Pedullà: "Retroscena Palladino, mai vicino a questi due club. L'esordio in casa del Napoli"

Alfredo Pedullà ha messo in evidenza alcuni retroscena sul trasferimento di Palladino sulla panchina degli orobici dell'Atalanta.
L'Atalanta una volta esonerato Juric, ha affidato la panchina a mister Raffaele Palladino, una scelta coraggiosa quella della società orobica, che si è affidata al giovane tecnico napoletano, per rilanciare le ambizioni di classifica e la squadra dopo l'addio estivo di Gasperini, che si è rivelato traumatico.
Il giornalista Alfredo Pedullà, attraverso il suo sito ufficiale, evidenzia alcuni retroscena: "Raffaele Palladino è arrivato a Zingonia per firmare il contratto che lo legherà all’Atalanta fino al 30 giugno 2027. A conferma che, dopo quanto vi abbiamo svelato a partire da lunedì 3 novembre, il tecnico campano era davvero l’unico nome in corsa per la Dea che aveva dato due partite a Juric, fatale la sconfitta contro il Sassuolo. Palladino non è stato in corsa per la Juventus, che aveva deciso di andare solo su Spalletti".

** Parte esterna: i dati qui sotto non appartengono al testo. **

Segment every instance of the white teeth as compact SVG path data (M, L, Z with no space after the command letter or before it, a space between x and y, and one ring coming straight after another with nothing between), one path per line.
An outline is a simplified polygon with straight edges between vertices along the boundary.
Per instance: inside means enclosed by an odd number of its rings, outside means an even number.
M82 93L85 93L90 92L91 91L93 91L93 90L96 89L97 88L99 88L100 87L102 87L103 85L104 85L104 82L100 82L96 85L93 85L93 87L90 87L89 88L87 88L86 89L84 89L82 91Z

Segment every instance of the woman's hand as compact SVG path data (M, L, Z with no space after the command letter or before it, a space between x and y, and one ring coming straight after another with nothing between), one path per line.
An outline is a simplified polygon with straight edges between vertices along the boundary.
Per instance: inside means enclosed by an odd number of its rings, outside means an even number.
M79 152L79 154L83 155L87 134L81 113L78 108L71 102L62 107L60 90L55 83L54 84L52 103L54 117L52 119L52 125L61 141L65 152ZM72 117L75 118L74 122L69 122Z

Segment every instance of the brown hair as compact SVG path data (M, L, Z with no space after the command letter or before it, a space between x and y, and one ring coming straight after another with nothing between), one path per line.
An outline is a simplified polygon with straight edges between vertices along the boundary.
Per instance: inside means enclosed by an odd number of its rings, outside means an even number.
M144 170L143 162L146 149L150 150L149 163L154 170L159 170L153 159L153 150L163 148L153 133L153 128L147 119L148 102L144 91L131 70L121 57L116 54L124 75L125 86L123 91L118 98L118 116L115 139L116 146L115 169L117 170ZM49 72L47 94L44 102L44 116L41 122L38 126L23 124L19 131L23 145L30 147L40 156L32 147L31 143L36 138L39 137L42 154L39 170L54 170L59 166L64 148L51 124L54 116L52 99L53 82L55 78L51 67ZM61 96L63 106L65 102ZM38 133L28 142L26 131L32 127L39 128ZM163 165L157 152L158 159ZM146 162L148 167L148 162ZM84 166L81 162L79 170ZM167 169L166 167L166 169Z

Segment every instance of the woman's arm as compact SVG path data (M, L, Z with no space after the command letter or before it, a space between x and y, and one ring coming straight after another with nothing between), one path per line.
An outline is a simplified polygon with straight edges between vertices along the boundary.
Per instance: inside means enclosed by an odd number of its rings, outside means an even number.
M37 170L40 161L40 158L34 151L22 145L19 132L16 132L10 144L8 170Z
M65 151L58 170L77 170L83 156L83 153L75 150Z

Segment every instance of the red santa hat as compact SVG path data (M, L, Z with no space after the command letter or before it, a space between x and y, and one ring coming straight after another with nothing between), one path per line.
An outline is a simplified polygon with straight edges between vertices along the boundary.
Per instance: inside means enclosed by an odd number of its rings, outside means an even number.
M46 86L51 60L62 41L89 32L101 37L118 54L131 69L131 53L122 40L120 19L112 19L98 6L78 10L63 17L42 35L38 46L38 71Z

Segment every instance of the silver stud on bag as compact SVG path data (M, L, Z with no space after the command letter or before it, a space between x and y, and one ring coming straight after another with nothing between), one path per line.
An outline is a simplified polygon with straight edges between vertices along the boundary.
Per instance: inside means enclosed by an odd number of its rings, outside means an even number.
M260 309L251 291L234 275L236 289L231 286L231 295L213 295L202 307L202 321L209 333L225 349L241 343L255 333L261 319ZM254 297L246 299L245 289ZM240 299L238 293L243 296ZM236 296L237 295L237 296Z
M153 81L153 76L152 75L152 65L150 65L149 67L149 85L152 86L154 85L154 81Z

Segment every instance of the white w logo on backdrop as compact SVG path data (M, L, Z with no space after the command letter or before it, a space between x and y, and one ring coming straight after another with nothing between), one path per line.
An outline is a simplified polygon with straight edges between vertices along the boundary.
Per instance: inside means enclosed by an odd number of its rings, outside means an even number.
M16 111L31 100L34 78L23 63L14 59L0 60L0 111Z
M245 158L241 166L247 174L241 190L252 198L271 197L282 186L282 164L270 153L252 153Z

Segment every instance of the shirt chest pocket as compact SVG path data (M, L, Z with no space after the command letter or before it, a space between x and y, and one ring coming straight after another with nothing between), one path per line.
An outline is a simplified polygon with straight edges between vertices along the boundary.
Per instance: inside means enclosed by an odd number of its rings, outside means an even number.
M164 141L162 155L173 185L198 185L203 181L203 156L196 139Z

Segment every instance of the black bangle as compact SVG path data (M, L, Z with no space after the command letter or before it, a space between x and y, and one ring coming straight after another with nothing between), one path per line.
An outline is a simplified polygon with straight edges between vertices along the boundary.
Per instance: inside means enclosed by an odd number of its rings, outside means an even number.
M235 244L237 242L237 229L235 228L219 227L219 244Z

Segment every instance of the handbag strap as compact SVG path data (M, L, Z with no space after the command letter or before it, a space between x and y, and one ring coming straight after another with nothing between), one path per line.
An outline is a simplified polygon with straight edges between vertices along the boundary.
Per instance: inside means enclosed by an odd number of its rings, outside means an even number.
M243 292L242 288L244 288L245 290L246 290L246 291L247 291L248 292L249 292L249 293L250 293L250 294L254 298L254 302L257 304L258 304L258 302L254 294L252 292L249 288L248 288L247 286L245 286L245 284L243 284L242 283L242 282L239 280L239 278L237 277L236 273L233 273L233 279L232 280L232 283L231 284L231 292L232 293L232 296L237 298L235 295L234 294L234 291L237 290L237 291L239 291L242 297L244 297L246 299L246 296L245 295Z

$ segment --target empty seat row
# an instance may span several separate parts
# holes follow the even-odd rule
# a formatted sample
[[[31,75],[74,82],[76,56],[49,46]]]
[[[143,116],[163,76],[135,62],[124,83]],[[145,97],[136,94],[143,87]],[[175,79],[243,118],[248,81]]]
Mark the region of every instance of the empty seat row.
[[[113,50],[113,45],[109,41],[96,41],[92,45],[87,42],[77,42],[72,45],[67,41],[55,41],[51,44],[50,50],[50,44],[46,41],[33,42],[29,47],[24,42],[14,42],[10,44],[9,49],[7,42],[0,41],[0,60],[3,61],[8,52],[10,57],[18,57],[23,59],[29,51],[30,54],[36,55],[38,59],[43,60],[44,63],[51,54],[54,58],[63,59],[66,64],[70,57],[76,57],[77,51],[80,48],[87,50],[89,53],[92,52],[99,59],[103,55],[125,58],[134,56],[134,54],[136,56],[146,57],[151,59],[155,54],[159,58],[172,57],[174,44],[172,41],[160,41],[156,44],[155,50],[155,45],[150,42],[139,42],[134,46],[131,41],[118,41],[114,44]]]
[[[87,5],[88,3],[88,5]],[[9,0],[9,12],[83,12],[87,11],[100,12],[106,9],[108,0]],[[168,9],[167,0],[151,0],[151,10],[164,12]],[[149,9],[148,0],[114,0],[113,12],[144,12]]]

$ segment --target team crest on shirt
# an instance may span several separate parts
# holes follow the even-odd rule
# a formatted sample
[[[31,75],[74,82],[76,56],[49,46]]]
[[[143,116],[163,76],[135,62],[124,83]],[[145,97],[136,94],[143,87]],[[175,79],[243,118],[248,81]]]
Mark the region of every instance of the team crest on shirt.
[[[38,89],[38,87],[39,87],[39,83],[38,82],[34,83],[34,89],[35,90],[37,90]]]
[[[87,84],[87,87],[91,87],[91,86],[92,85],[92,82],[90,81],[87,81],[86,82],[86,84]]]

Poi aggiunge: "Neanche per la Fiorentina perché sarebbe stato complicato pensare a un ritorno in viola dopo un addio traumatico. Palladino trova un organico che ha le caratteristiche giuste per la sua filosofia di gioco, il club confida che venga valorizzato il mercato (contrariamente a quanto fatto da Juric) e la sosta potrà aiutarlo in questo senso. L’esordio di Palladino avverrà in casa del Napoli, subito un test di spessore per l’Atalanta che cerca riscatto in campionato". Ha concluso.